Un cenno merita anche il commento musicale, che nella sua scarna semplicità si fonde in modo indissolubile alla grana espressionistica e bituminosa del bianco e nero di Tarr. L’autore, di formazione non classica, èMihályVig, uno dei collaboratori-feticcio del regista, che inSátántangórecitava la parte inquietante del Cristo-Giuda Irimiás, oltre a firmare una laconica e ossessionante colonna sonora a base di fisarmonica (sintetizzata).

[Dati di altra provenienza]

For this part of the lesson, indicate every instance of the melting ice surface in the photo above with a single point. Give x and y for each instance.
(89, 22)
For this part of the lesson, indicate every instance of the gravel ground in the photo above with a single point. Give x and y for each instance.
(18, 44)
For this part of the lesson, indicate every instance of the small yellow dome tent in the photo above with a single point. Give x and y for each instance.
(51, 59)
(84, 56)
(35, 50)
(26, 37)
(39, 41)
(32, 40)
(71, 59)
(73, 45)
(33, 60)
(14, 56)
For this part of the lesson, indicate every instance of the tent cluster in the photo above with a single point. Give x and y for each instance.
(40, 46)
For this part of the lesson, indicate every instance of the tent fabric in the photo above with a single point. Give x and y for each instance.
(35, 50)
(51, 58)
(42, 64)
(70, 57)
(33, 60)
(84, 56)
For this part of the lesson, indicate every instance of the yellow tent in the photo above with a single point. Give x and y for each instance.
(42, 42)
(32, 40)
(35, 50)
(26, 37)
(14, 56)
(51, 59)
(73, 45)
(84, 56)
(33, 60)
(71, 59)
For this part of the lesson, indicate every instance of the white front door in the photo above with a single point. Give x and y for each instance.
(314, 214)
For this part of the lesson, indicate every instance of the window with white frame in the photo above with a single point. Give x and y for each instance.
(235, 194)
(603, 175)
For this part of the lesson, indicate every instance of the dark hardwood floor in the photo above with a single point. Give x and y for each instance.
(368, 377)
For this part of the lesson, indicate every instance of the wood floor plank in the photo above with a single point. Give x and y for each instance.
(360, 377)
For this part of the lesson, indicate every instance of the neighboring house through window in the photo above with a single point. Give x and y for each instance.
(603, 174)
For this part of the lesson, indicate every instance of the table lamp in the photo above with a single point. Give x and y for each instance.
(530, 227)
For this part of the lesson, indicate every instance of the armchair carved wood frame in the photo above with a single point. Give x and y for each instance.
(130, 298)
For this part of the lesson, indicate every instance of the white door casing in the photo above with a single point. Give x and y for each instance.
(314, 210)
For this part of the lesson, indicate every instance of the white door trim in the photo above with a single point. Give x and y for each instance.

Ne Le armonie di Werckmeister, Vig si avvicina agli stilemi del minimalismo sacro di area baltica, un tipo di scrittura che non sempre convince nelle sue incarnazioni da concerto, ma che qui riesce a esaltare in modo addirittura toccante le parti più mistiche di János, come l’incontro con la balena o l’indimenticabile sequenza, così ricca di struggenti sottintesi, nella quale il postino descrive il sistema solare a un gruppo di operai ubriachi servendosi dei loro corpi, creaturalmente imperfetti, per mimare la divina perfezione del cosmo.

Nell’anemico mondo artistico e letterario del nostro tempo, abitato da ragazzi per bene e drogato di buoni sentimenti, Krasznahorkai e Tarr fanno figura di barbari, grossi magiari arruffati emersi dal fondo di qualche fattoria collettiva; eppure, oltre a portare inscritta come una cicatrice la tragedia del collasso, che da politico diventa in loro metafisico, i due ungheresi – come i loro antenati dei primi secoli dopo Cristo – incarnano un’eterna, aliena, vigorosa giovinezza che a intervalli viene dai margini dell’impero a violentare e fecondare con il vento di pianure lontane le forme ormai esauste della cultura europea.